Presenter Profile
Education:
1998-2001: Ph.D. in Microbiology, University of Virginia
2001~: Postdoctoral fellow, Sydney Kimmel Comprehensive Cancer Center, Johns Hopkins University
Research and Professional Experience:
2005-present: Department of Genetics and Case Comprehensive Cancer Center, Case Western Reserve University
2014-present: Co-leader, GI Cancer Genetics Program, Case Comprehensive Cancer Center
2017-present: Co-leader, Standup to Cancer (SU2C) Colorectal Cancer Dream Team
KEYNOTE SPEAKER
Zhenghe John Wang
Zhenghe John Wang
Professor
Case Western Reserve University, Department of Genetics and Genome Sciences
Dr. John Wang is professor and chair of the Department of Genetics and Genome Sciences at Case Western Reserve University (CWRU) School of Medicine. He holds the Dale H. Cowan M.D. – Ruth Goodman Blum Professor of Cancer Research. He is also a co-leader of the Cancer Genome and Epigenome Program at Case Comprehensive Cancer Center. He obtained his PhD from the University of Virginia and trained as a postdoctoral fellow in Dr. Bert Vogelstein’s laboratory at Johns Hopkins University on cancer genetics. He became assistant professor at CWRU in 2005. He co-discovered PIK3CA oncogenic mutations in human cancer. His laboratory identifies novel mechanisms by which PIK3CA oncogenic mutations drive tumorigenesis. He has successfully translated these discoveries into active phase I/II clinical trials and another clinical trial that is expected to open very soon. He is a co-leader of the Stand Up to Cancer (SU2C) Colorectal Cancer Dream Team.
TALK TITLE
Killing cancer cells by suicidal bombing attack with neutrophil extracellular traps
KEYWORDS
Cancer, neutrophil
ABSTRACT
Neutrophil extracellular traps (NETs) are extracellular web-like structures of cytosolic and granule proteins assembled on de-condensed chromatin. NETs trap and kill bacteria, fungi, viruses, and parasites. Although some studies implicate NETs in tumor metastasis, whether NETs can kill cancer cells is largely unexplored. We previously showed that PIK3CA mutations render colorectal cancers (CRCs) more dependent on glutamine and that a combination of CB-839, a glutaminase inhibitor, and 5-FU induced tumor regression of PIK3CA mutant CRCs.

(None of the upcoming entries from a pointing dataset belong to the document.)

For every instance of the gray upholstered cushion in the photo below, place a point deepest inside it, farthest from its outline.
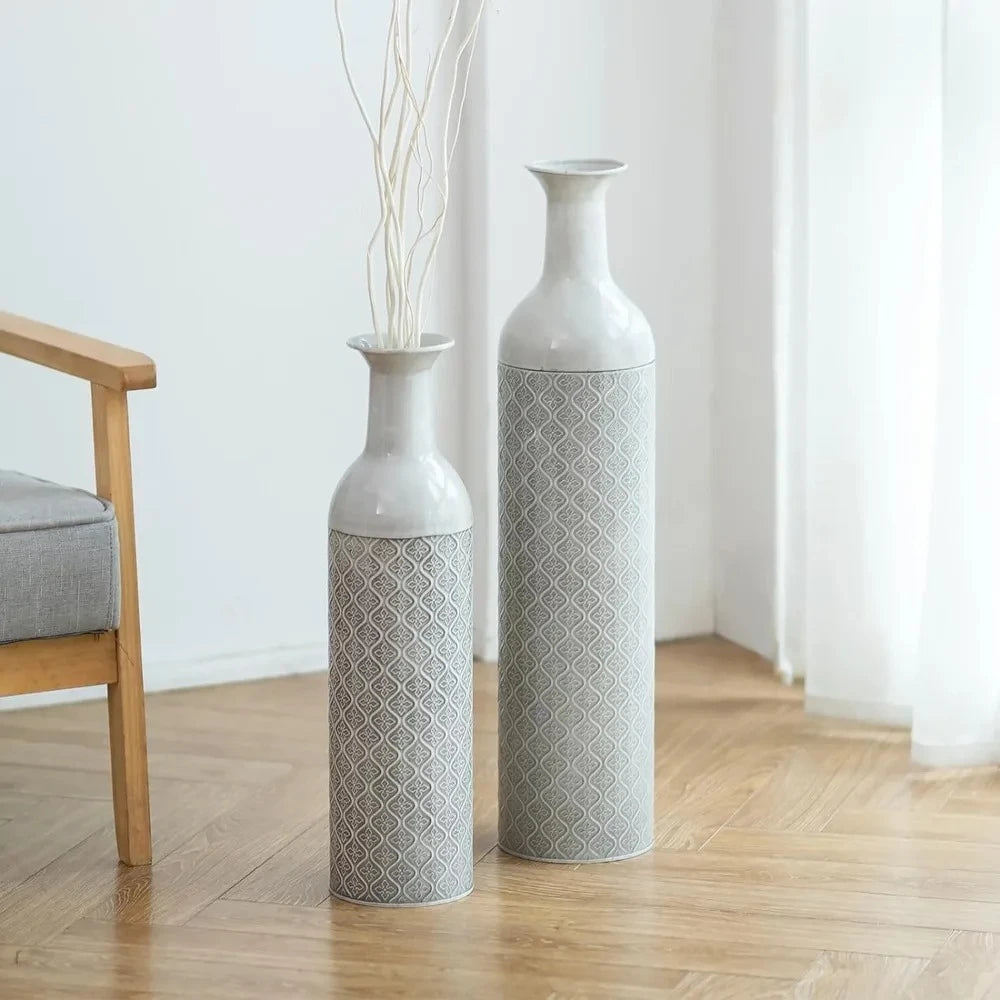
(58, 560)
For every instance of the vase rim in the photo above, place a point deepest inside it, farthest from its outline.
(578, 168)
(430, 343)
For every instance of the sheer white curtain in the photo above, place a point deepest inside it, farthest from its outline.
(887, 367)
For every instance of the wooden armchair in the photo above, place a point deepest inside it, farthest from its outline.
(43, 523)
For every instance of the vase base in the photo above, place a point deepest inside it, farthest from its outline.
(577, 861)
(401, 906)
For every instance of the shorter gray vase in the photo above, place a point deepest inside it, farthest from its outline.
(400, 559)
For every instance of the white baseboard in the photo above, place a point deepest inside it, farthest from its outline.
(281, 661)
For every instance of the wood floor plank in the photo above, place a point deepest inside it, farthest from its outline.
(918, 825)
(706, 782)
(512, 931)
(345, 952)
(808, 789)
(220, 854)
(840, 976)
(713, 986)
(891, 925)
(966, 967)
(298, 874)
(865, 849)
(60, 893)
(810, 875)
(52, 826)
(39, 781)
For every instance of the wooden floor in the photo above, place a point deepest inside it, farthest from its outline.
(795, 857)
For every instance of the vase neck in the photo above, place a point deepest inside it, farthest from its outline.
(400, 404)
(576, 236)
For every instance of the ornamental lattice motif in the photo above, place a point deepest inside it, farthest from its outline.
(401, 718)
(576, 631)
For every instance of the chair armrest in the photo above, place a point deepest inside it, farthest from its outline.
(94, 360)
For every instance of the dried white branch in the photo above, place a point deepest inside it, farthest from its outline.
(405, 164)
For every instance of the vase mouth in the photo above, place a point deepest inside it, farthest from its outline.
(578, 168)
(430, 343)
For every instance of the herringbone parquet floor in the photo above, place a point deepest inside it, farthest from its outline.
(795, 857)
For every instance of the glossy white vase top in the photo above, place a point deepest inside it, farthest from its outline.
(576, 318)
(400, 486)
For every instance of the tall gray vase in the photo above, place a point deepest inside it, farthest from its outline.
(400, 651)
(576, 426)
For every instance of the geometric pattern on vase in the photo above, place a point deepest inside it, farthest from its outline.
(401, 718)
(575, 615)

Here, we report the combination of CB-839 and 5-FU induced NETs in PIK3CA mutant CRCs in xenograft, syngeneic, and genetically engineered mouse models. Disruption of NETs by either DNase I treatment or depletion of neutrophils in CRC tumors attenuated the efficacy of the drug combination. Mechanistically, the drug combination induced the expression of IL-8 preferentially in PIK3CA mutant CRCs to attract neutrophils into the tumors. Moreover, the drug combination increased the levels of reactive oxygen species in neutrophils, thereby inducing NETs. Cathepsin G, a serine protease localized in NETs, enters CRC cells by binding to a cell surface protein RAGE. The internalized cathepsin G cleaves 14-3-3 proteins, releases Bax, and triggers apoptosis in CRC cells (Fig. 1). We have completed a phase II clinical trial of the combination of CB-839 and capecitabine, an oral prodrug of 5-FU, in PIK3CA mutant metastatic CRC patients who were refractory to prior 5-FU treatment. An analysis of tumor biopsies from these patients showed that NETs were significantly up-regulated in post-treatment biopsies compared to their pre-treatment counterparts. Moreover, increased levels of NETs were associated with longer progression-free survival of the patients, suggesting that NETs induced by the drug combination inhibit tumor growth in patients. Lastly, we found that a variety of other chemotherapy drugs, including camptothecin/irinotecan, gemcitabine, daunorubicin, epirubicin, oxaliplatin, and regorafenib, also induced NETs, suggesting that NET induction may be a general mechanism by which chemotherapy inhibits tumor growth. In summary, our studies illuminated a paradigm-shifting concept that drug treatment-induced NETs kill cancer cells through a previously unrecognized molecular mechanism.